En ce qui concerne la culture du raisin, il est clairement spécifié par l’AVN qu’elle doit se faire selon la méthode biologique ou biodynamique. Par contre, le label S.A.I.N.S n’agrée que la biodynamique. Néanmoins, tous deux prohibent l’usage de produits de synthèse. Là également, les vendanges sont faites à la main.

La vinification se fait ici sans aucun intrant. Toutes les cuvées doivent être impérativement en vin naturel.

La réglementation liée au taux de sulfites est également fixée selon les différents labels. Les Vins rouges Demester(biodynamique) en présentent 70mg/l et le sulfite des vins rouges de l’AVN est fixé à 30mg/l.

L’absence de réglementation fait qu’il est absolument interdit de faire la mention « vin naturel » sur les étiquettes.

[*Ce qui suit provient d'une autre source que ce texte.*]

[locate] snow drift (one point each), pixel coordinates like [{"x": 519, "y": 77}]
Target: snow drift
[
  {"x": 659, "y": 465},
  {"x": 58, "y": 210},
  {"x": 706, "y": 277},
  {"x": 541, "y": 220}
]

Les producteurs peuvent quand même faire foi de leurs appartenances à l’une des deux firmes.

Avantages des vins écologiques

De par leurs essences, les vins écologiques sont respectueux de mère Nature. Ils parviennent à démontrer que la culture de vin et bien d’autres cultures peuvent se passer des produits chimiques. Enrichir le sol à travers des techniques essentiellement naturelles permet non seulement son exploitation sur une longue durée, mais évite toute contamination du sol et de la nappe phréatique.

Ils n’impactent pas négativement sur la santé, mais sont à consommer avec modération. Le sulfite contenu dans les vins écologiques est d’une réglementation stricte. En effet, les taux représentent entre 33% et 40% de moins que pour le taux fixé pour les vins classiques.

Il faut également mentionner que l’OMS tolère un taux de sulfite inférieur à 0,7mg/l de poids corporel. Pour illustration, pour deux verres de vins rouges bio, une personne de 60kg ingère 42mg de sulfite. Ce qui est juste en dessous de la limite journalière.